Your ignorance of precedence is astounding. It isn’t what aboutism it is about establishing a precedent.
But the percedent hasn’t been set at the court. You cannot go into a court and say to the judge, “Well, he didn’t get caught…so I shouldn’t be charged.”
Your thinking is what you would expect at a grammar school.
So what have you seen the Supremes do that encourages you?
I have voted in every election since 1960 and have never voted for a democrat in my life so who do you suppose I will vote for? The problem is clear to anyone who cares to listen to facts the last election was stolen as sure as the sun will come up in the morning. I predict the Court will do nothing to protect the sanctity of our elections, apparently you think they will. I say don't hold you breath but always hold out hope because the Lord demands it.
Re: 63 - thanks for posting this.
This really comes down to AJs Alito and Thomas believing that the court was obligated to allow the bill of complaint to be filed because per Article III, the Court -shall- have jurisdiction in cases between two or more states, and failing to provide a venue for States to settle disputes is inequitable - see https://www.supremecourt.gov/opinions/19pdf/150orig_3e04.pdf
I would expect that from those Justices - a textualist approach in such a matter.
But people just simply gloss over the part where Alito and Thomas would not grant any other relief other than allowing Texas to file a bill of complaint. It was simply not the business of Texas to cry foul and ask the Court to withhold the certified count from other states.
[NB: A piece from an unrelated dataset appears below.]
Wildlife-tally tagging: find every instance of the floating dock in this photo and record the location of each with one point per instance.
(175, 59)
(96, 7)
Just a clown car of a legal strategy and proof that foot stomping is not a replacement for a coherent legal strategy and team PRIOR to an election.
“What the hell is the constitutional basis for the Federal government to be prosecuting crimes for drive-by shootings?”
Getting Congressman elected. I wish I was kidding.
I could see such laws being relevant in D.C. or perhaps other Federal districts / reservations, but that’s about it.
I disagreed with Alito and Thomas at the time -- not because I disagreed with their legal rationale for accepting the case, but because I would have expected a textualist to be very, very reluctant by nature to allow the Federal courts to do anything to get involved in a presidential election where the Constitution lays out very clear plenary powers of the states.
This whole idea of one state (Texas) to file a legal action against another state (Pennsylvania) over a presidential election where there wasn't even any legitimate formal opposition from Pennsylvania's state or Federal officials would set a very dangerous precedent for eliminating state oversight of their own elections.
John Kerry’s transition is coming along well.